The rough collie faces an uncertain future following a steep decline in the breed’s popularity to record their lowest numbers in more than 75 years.
The breed is now close to being classed as “at risk” by The Kennel Club, which monitors breeds with declining numbers in the UK.
Lassie often comes to mind when people think of the rough collie thanks to the novel that began in the 1940s followed by the films, television series, radio programmes, animation and comic books.
At the height of the breed’s popularity in 1979, there were more than 8,000 annual puppy registrations, placing them in the top 10 breeds in the UK.
Last year there were less than 500 rough collie puppies born, a 25% decrease since 2021 and a steep 94% decline since their heyday.
This is the lowest recorded number for the breed since the 1940s, and if the decline continues they will be placed on The Kennel Club’s “at watch” list, which monitors breeds with between 300 and 450 puppy registrations a year.
Those with less than 300 puppy births annually are recorded on the organisation’s “vulnerable native breeds” list – devised to highlight those British and Irish native breeds which could be at risk of disappearing.
Carole Smedley, chair of the Rough Collie Breed Council, said: “We are very concerned to see this wonderful and majestic breed fall in popularity.
“I’ve spent my life surrounded by rough collies who have enjoyed long, healthy lives and I can confirm their friendly, happy temperament, but each year their popularity is decreasing.

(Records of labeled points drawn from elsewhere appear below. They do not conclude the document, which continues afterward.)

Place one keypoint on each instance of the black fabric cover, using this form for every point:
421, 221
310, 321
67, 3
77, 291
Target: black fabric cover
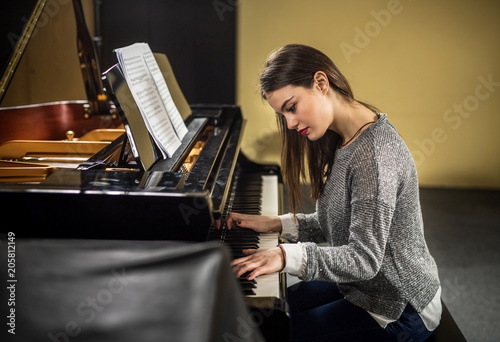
101, 290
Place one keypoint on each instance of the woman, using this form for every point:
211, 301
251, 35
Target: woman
367, 272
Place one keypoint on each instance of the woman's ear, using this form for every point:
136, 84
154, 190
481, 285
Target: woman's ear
321, 82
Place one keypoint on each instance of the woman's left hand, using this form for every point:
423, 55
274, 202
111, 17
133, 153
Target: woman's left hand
259, 262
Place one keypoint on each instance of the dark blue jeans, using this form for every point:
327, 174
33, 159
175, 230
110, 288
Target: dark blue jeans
319, 312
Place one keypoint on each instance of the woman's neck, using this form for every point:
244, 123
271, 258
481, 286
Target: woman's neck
350, 120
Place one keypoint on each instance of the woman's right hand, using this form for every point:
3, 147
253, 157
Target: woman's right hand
259, 223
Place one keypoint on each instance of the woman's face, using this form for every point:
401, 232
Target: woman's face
305, 110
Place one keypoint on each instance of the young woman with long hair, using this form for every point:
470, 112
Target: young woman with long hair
367, 272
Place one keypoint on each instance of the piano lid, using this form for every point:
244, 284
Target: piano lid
18, 21
47, 52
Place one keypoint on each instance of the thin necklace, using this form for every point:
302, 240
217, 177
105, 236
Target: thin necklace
356, 134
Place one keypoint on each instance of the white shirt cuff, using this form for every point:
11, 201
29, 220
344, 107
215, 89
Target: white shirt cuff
296, 259
289, 225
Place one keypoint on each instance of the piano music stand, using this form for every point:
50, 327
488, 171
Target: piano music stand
144, 149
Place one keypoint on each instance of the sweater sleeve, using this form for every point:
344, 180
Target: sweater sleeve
360, 221
361, 257
309, 228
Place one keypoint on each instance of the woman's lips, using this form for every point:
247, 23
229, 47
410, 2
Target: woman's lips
303, 131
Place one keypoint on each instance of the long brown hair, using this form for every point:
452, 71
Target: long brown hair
295, 65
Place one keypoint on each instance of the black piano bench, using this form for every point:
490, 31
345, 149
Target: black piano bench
448, 330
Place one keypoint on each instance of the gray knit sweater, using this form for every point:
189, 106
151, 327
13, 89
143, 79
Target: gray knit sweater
370, 214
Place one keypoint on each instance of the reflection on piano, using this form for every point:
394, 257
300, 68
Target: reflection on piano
103, 191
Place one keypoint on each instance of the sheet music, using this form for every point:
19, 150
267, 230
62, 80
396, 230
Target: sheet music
161, 84
132, 60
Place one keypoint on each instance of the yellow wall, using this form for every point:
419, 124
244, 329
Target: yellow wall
425, 63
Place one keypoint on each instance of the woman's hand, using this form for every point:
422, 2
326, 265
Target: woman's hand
258, 262
259, 223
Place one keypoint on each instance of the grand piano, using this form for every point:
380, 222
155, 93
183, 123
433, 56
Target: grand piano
95, 186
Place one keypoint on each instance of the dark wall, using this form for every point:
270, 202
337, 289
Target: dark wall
199, 40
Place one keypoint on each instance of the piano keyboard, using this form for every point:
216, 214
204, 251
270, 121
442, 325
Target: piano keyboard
258, 195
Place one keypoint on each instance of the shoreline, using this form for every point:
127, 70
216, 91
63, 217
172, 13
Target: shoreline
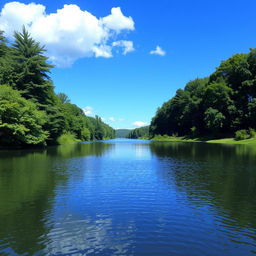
230, 141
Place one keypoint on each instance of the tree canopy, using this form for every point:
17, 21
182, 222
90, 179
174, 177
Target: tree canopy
31, 113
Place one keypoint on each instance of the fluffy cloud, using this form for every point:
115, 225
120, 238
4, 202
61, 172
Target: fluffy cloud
158, 51
88, 111
117, 21
139, 124
70, 33
126, 45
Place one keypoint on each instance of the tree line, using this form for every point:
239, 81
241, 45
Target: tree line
31, 113
215, 106
142, 132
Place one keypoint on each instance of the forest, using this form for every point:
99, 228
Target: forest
223, 104
31, 113
142, 132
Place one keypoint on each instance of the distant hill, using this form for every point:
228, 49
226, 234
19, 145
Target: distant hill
122, 133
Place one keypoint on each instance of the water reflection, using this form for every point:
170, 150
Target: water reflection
128, 198
223, 177
29, 181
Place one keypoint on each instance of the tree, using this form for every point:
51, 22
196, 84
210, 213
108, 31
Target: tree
20, 121
31, 70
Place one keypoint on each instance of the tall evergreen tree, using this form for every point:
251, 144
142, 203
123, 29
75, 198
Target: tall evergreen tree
31, 69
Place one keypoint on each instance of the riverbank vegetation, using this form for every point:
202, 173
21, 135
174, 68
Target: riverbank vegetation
31, 113
139, 133
222, 105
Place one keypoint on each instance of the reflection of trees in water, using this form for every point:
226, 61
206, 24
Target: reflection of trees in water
223, 175
28, 180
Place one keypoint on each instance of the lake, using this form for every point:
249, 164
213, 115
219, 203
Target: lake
129, 197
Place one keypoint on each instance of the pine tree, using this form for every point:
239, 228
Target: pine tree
31, 70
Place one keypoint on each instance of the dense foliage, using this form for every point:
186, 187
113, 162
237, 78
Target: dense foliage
30, 111
142, 132
216, 106
122, 133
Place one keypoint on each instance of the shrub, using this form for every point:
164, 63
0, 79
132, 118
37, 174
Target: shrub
67, 138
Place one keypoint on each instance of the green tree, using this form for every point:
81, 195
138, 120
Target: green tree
31, 70
20, 121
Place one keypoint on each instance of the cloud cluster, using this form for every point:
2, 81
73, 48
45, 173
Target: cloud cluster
139, 124
158, 51
70, 33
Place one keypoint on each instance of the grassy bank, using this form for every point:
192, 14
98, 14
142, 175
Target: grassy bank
206, 140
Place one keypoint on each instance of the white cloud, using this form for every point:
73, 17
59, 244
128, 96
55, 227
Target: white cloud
68, 34
112, 119
117, 21
139, 124
158, 51
88, 111
126, 45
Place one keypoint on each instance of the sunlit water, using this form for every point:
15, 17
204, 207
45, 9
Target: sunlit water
129, 197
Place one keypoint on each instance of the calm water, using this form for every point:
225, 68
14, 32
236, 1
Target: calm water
127, 197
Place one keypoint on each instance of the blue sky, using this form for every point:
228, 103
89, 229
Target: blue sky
127, 88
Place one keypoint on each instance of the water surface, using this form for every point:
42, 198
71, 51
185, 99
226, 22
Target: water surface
129, 197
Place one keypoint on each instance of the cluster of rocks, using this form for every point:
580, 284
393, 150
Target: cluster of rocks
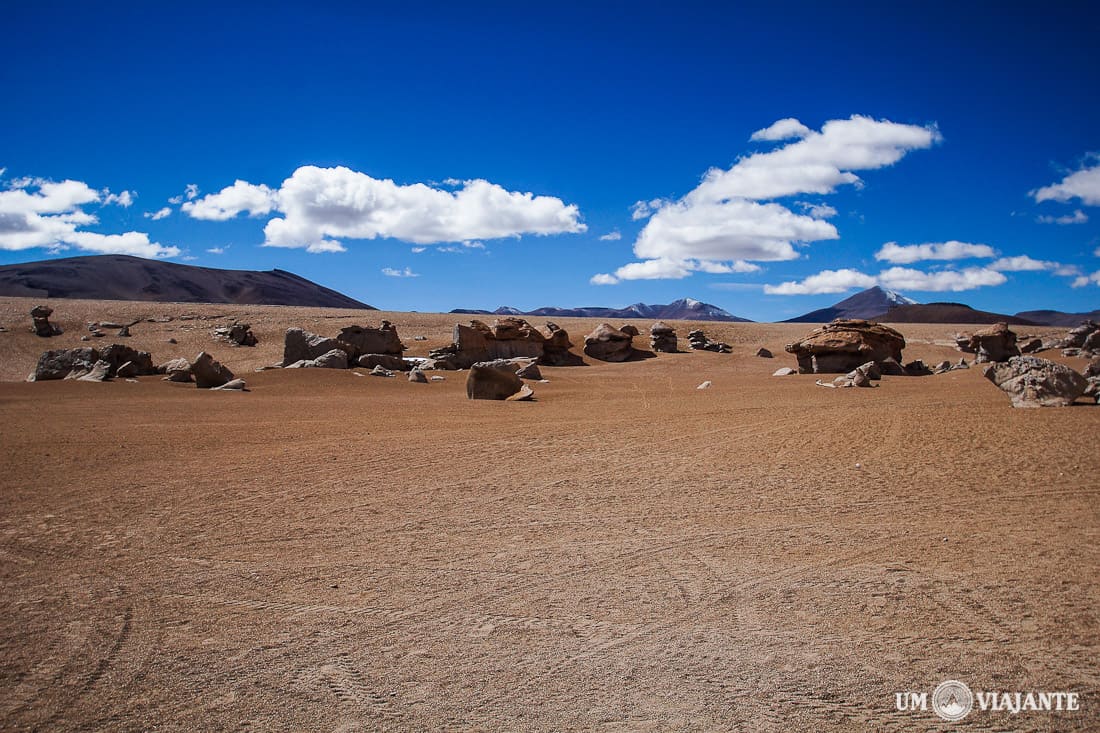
662, 338
507, 338
846, 343
354, 346
608, 343
40, 318
699, 341
1035, 382
237, 334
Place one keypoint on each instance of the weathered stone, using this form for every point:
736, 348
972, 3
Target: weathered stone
303, 346
494, 380
662, 338
359, 340
1034, 382
608, 343
209, 372
177, 370
40, 318
58, 363
384, 360
844, 345
998, 342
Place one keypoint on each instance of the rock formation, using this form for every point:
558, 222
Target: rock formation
608, 343
662, 338
40, 316
1034, 382
844, 345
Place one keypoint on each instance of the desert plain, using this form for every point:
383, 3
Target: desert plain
336, 551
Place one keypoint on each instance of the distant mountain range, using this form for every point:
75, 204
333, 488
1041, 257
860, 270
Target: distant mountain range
123, 277
682, 309
871, 303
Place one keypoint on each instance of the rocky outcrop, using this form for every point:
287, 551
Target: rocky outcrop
303, 346
40, 318
359, 340
699, 341
237, 334
1034, 382
494, 380
209, 372
608, 343
994, 343
662, 338
844, 345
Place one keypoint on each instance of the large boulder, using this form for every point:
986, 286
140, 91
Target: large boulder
358, 340
998, 342
608, 343
1034, 382
303, 346
493, 380
118, 354
58, 363
40, 317
662, 337
844, 345
209, 372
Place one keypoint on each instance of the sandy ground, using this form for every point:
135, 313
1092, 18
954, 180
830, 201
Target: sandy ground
331, 551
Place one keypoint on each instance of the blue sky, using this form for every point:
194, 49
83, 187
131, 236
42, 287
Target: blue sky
444, 156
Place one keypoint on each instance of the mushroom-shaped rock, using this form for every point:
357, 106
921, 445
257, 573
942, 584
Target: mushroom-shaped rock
493, 380
1035, 382
844, 345
998, 342
608, 343
662, 338
209, 372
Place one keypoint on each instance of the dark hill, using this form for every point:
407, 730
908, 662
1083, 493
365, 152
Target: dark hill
123, 277
947, 313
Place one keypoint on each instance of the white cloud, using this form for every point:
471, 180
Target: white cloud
900, 279
124, 199
952, 250
35, 212
1086, 280
905, 279
1084, 184
827, 281
785, 129
232, 200
724, 218
1076, 217
321, 205
1021, 263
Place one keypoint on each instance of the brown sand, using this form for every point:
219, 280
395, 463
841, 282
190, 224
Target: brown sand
334, 551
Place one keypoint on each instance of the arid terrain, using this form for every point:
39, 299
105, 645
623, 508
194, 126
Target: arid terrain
334, 551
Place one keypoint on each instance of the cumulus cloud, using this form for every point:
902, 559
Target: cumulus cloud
899, 279
725, 219
1084, 184
231, 200
1076, 217
35, 212
785, 129
952, 250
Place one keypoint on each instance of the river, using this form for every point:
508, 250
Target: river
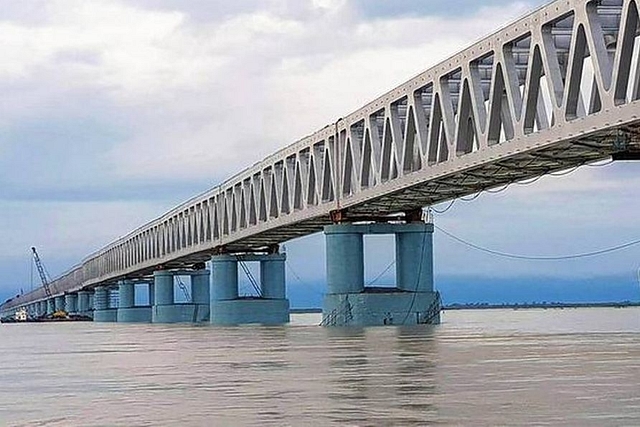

“Of course, no breed will suit everyone, but for the right owner, who can provide the right space and environment, they have so much love to give and they adore children.
“It is such a shame that some of our most native historic and recognisable breeds are continuing to drop in popularity and we hope that more people will become aware of the range of breeds out there and responsibly select the right one for them.”
In 2022, there were more vulnerable breeds recorded than ever before, as both the shaggy-coated bearded collie and the distinctive miniature bull terrier were placed on the list while the Bedlington terrier, bullmastiff, Irish terrier, Norfolk terrier, and parson russell terrier were added to the “at watch” list.
There are now 34 vulnerable native breeds and a further eight classed as “at watch”.
The Yorkshire terrier, once the number one breed in the UK during the 1970s but has since seen its popularity wane, recorded just 495 puppy births last year.
The Kennel Club’s campaign to Save the Forgotten Breeds aims to remind people about the large number of British and Irish native breeds, particularly those that are seeing a decline in numbers and face a real danger of disappearing altogether.
The campaign has previously seen breeds such as the Pembroke Welsh corgi bounce back from the brink of extinction.